All we are is dust in the wind.
Dust in the wind.
Everything is dust in the wind."

~Sarah Brightman

 



In the near hellish darkness, she rose from the velvet backed chair, a mere darker shadow in a world composed solely of it. Her cape had rustled slightly to follow her movements, swirling behind her lithe body like the black currents of eternal death itself. As she moved, the shining prism about her neck swung slightly on its gilded chain, filling the space between them with a violet illumination.

"So, Hero," she began, her voice smooth as velvet, "you wish to challenge me, Tempest? Surely you're joking." The smirk that accompanied the taunt had sent violent heat surging through his red veins, causing his twitching hand to fly to sudden action, gripping the hilt of the Master Sword in white fisted wrath.

"Yes, Tempest," he answered quietly, although underneath his seeming calm there had been no mistaking the anger, simmering just below his cool façade.

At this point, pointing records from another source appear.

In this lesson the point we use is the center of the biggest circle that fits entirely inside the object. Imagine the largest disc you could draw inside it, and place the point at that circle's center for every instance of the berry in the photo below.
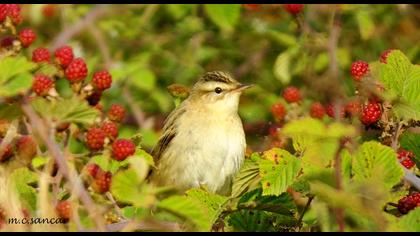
(384, 56)
(7, 41)
(116, 113)
(291, 94)
(110, 128)
(317, 110)
(252, 7)
(63, 209)
(48, 11)
(6, 153)
(359, 69)
(122, 148)
(12, 11)
(64, 56)
(94, 98)
(103, 181)
(42, 84)
(405, 158)
(330, 110)
(293, 8)
(76, 71)
(102, 80)
(371, 113)
(41, 55)
(353, 108)
(95, 138)
(93, 169)
(409, 202)
(278, 111)
(26, 147)
(27, 37)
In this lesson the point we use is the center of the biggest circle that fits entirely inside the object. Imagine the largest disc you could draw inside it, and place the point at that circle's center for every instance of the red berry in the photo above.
(330, 110)
(102, 80)
(26, 147)
(122, 148)
(409, 202)
(64, 210)
(278, 111)
(94, 98)
(76, 71)
(103, 181)
(64, 56)
(27, 37)
(42, 84)
(252, 7)
(110, 128)
(317, 110)
(371, 113)
(93, 169)
(359, 69)
(48, 11)
(291, 94)
(293, 8)
(353, 108)
(384, 55)
(6, 153)
(116, 113)
(95, 138)
(41, 55)
(12, 11)
(7, 41)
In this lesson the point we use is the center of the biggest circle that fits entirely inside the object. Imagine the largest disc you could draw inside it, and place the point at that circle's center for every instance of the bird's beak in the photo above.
(243, 87)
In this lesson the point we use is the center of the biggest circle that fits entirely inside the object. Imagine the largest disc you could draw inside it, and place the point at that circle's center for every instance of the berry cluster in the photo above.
(409, 202)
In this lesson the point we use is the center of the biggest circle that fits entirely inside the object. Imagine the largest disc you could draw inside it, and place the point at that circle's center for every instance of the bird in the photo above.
(203, 141)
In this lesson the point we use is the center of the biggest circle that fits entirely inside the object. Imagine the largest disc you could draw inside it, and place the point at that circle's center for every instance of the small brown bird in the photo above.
(203, 141)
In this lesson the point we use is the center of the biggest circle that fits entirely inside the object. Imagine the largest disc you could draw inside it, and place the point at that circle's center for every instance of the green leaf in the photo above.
(188, 208)
(13, 66)
(365, 23)
(21, 178)
(374, 160)
(246, 179)
(410, 222)
(125, 187)
(225, 16)
(17, 85)
(278, 170)
(282, 67)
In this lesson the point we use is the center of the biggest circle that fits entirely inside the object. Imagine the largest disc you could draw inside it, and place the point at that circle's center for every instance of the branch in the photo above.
(40, 127)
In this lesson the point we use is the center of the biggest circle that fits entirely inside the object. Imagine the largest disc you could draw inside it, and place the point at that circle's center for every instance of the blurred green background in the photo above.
(149, 47)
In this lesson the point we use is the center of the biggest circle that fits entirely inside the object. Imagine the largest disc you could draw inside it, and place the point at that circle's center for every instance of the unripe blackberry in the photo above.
(76, 71)
(27, 37)
(64, 56)
(41, 55)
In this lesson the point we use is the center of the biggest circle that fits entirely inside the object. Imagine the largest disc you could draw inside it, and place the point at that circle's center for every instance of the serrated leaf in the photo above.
(373, 160)
(17, 85)
(125, 187)
(281, 67)
(278, 170)
(365, 23)
(225, 16)
(13, 66)
(189, 209)
(21, 178)
(246, 179)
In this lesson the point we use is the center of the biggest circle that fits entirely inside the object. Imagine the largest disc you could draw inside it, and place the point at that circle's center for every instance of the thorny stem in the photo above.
(308, 203)
(75, 183)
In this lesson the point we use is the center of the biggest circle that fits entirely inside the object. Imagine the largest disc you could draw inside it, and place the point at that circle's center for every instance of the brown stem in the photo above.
(41, 128)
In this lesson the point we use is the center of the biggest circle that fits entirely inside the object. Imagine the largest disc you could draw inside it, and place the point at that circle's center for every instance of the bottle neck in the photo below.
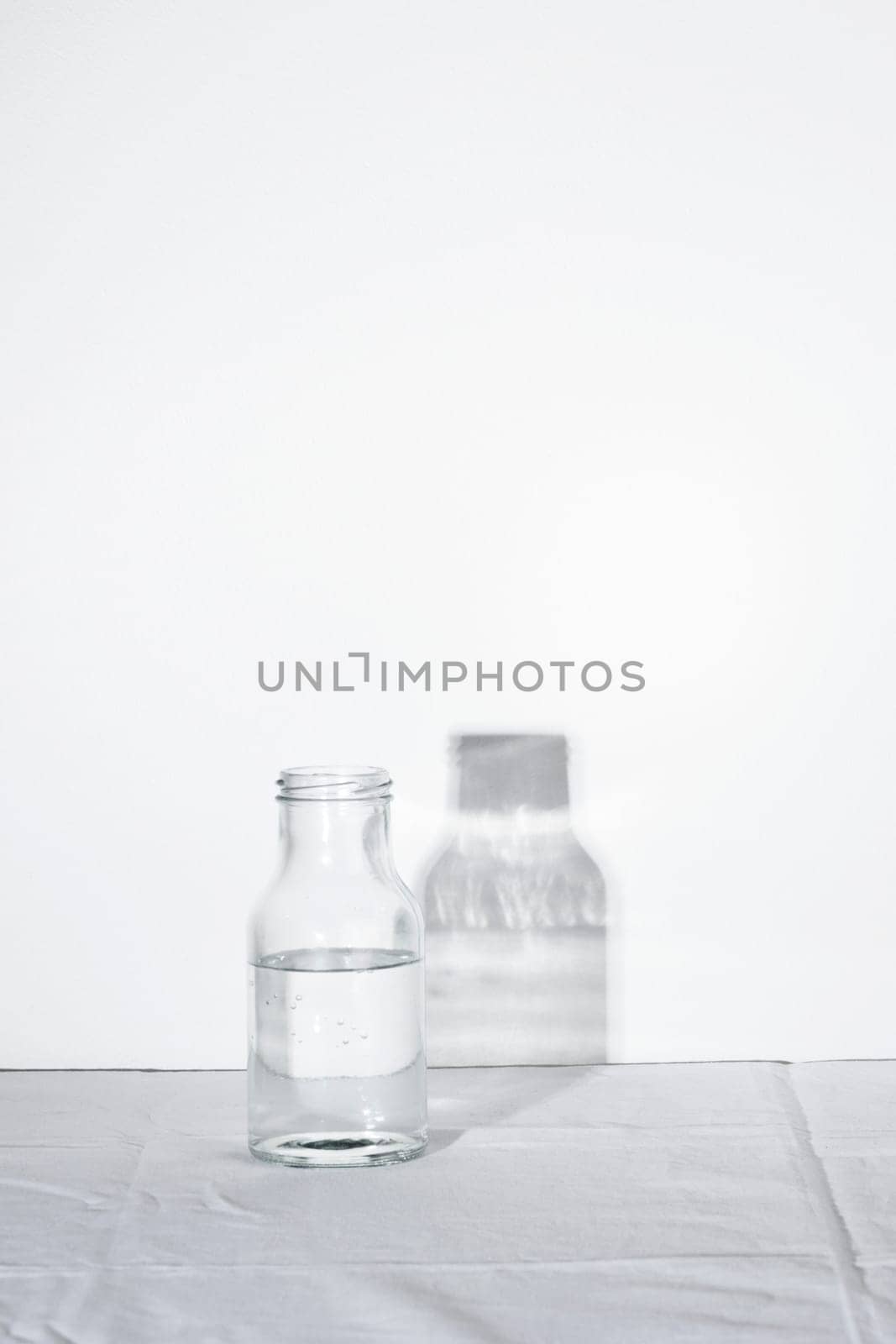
(338, 837)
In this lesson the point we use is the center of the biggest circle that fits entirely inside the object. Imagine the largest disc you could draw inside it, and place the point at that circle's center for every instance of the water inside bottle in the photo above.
(336, 1057)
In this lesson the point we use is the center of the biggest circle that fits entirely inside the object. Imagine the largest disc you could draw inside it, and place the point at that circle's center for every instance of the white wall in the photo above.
(452, 331)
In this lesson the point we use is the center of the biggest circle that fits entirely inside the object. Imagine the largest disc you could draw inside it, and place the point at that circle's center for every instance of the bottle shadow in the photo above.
(515, 914)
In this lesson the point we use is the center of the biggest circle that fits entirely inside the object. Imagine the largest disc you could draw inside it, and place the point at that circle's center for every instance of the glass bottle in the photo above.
(515, 914)
(336, 1012)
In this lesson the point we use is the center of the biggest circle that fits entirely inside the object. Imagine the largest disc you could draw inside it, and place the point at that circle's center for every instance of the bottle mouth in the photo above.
(333, 783)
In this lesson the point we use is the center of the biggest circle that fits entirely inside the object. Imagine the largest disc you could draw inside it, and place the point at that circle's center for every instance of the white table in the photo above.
(622, 1203)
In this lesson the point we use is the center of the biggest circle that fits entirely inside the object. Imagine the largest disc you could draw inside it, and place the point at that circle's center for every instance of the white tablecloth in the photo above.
(624, 1203)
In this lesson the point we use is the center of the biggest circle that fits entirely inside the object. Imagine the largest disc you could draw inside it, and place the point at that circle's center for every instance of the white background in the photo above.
(449, 331)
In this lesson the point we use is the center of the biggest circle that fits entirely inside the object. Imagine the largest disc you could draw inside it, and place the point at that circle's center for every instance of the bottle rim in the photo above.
(333, 784)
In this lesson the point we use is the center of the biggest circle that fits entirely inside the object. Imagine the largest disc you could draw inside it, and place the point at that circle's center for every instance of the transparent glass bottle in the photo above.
(515, 914)
(336, 1011)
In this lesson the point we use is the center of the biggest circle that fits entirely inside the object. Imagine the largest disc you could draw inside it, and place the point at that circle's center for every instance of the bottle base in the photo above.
(338, 1149)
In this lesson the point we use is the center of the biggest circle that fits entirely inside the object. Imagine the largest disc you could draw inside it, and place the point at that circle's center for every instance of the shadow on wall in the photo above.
(515, 914)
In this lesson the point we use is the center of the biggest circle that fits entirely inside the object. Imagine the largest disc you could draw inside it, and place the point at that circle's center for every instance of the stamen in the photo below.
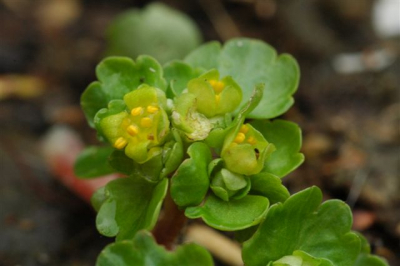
(137, 111)
(152, 109)
(218, 86)
(120, 143)
(244, 129)
(217, 98)
(239, 137)
(132, 130)
(252, 140)
(213, 82)
(146, 122)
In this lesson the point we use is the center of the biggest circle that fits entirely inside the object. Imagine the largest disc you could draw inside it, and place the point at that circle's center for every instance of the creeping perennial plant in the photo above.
(200, 130)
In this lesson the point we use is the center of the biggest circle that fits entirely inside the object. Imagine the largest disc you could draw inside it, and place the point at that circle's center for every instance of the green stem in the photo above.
(170, 224)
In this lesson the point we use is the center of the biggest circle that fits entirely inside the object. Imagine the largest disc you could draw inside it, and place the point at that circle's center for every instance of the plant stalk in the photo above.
(170, 224)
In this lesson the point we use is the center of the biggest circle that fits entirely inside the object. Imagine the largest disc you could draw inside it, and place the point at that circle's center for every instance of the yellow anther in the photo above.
(252, 140)
(217, 98)
(146, 122)
(132, 130)
(244, 129)
(213, 82)
(152, 109)
(137, 111)
(239, 137)
(218, 86)
(120, 143)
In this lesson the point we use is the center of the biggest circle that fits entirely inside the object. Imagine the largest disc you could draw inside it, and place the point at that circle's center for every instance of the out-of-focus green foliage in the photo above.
(156, 30)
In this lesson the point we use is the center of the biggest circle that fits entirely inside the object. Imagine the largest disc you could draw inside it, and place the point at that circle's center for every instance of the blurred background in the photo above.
(347, 105)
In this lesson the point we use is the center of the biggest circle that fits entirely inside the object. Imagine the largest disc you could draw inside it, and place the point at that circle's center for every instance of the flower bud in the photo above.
(139, 129)
(245, 150)
(186, 118)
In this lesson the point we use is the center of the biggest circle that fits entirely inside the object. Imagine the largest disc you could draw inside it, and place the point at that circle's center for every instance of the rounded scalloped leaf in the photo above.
(93, 162)
(131, 204)
(301, 223)
(144, 251)
(230, 215)
(286, 137)
(190, 182)
(178, 74)
(157, 30)
(117, 76)
(252, 62)
(270, 186)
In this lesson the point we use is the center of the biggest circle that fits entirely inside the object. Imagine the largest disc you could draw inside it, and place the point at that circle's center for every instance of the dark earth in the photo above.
(350, 120)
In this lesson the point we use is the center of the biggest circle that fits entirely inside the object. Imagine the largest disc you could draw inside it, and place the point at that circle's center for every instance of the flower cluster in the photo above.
(141, 127)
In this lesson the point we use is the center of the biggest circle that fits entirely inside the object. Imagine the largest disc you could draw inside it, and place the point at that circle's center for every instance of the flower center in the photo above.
(139, 126)
(218, 87)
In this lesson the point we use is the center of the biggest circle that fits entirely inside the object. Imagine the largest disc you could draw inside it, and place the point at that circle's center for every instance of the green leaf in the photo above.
(132, 204)
(172, 154)
(157, 30)
(93, 162)
(270, 186)
(121, 163)
(205, 57)
(98, 198)
(301, 223)
(370, 260)
(190, 182)
(300, 258)
(144, 251)
(252, 62)
(286, 136)
(117, 76)
(230, 215)
(178, 74)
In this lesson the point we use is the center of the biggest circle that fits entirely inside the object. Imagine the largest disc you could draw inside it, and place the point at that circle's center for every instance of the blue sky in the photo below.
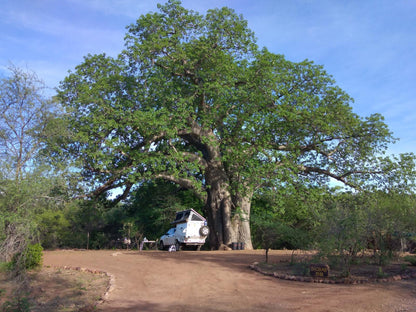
(368, 46)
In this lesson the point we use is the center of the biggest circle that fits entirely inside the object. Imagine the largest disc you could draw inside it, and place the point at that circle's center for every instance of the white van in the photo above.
(190, 229)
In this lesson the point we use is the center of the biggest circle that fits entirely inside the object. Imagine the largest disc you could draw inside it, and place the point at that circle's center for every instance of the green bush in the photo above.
(29, 259)
(411, 259)
(33, 256)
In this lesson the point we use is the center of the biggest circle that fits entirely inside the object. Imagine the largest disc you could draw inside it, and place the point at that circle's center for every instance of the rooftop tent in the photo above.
(182, 216)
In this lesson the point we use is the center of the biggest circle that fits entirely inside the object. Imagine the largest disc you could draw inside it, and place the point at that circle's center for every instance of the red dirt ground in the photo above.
(222, 281)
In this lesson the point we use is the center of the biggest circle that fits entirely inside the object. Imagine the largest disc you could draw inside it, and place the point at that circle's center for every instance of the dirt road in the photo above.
(221, 281)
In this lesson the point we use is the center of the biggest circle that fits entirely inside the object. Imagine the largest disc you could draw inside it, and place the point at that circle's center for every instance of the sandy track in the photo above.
(221, 281)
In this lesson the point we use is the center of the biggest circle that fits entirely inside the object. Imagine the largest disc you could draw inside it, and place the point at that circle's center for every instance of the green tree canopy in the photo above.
(193, 100)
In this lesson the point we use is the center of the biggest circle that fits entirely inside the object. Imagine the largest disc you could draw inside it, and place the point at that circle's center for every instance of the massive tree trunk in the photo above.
(241, 220)
(219, 205)
(228, 217)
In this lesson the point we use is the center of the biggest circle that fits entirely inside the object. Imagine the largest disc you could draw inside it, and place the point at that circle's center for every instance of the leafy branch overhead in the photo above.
(193, 99)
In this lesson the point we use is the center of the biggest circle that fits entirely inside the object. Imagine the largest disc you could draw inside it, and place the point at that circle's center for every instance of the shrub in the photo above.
(29, 259)
(411, 259)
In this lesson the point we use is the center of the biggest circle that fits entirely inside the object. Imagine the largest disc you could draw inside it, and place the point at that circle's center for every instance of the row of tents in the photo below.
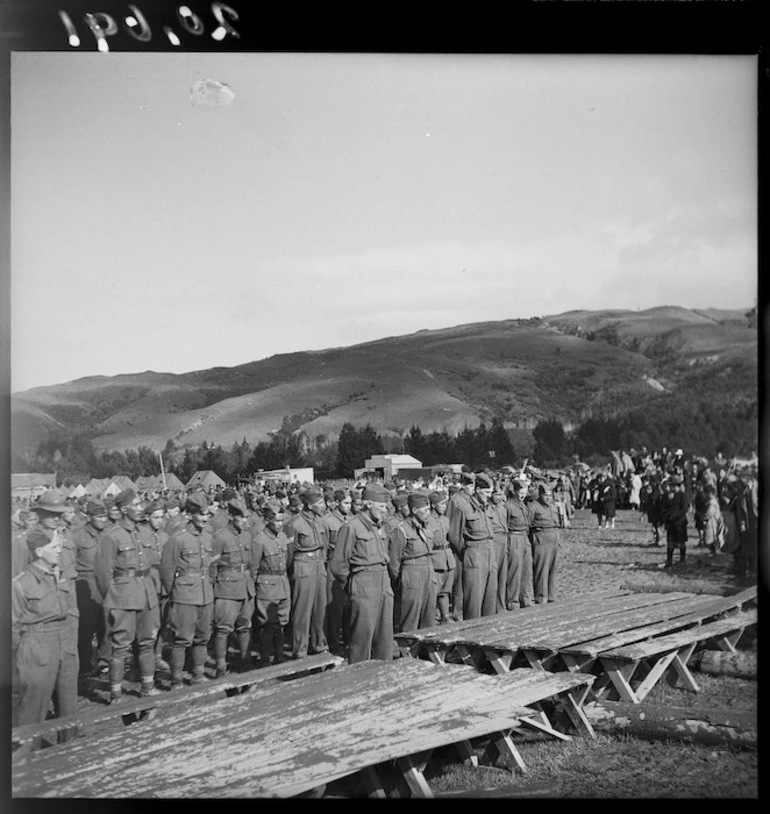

The sorceress smirked, her own sword suddenly produced from beneath the mass of her flowing cape. It was thin, stained with the rust of blood long ago shed, made for the gristly task of killing. Her smile grew, mocking, as her sea-colored orbs burned deeply into his own. "I see. Very well, then. I guess I shall give you the fight that will bring you again to the side of that harlot sister of yours."

In response, he withdrew the shimmering Master Sword from its sheath, its whisper echoing in the stillness around them. Although he knew well that Princess Zelda, Mira, and Istas hovered behind him, ready to defend him if need be, for a moment in time they did not exist. It was just he and his bitterly hated enemy, facing off, ready to begin a dance that would end only when one was sent to death's cold embrace.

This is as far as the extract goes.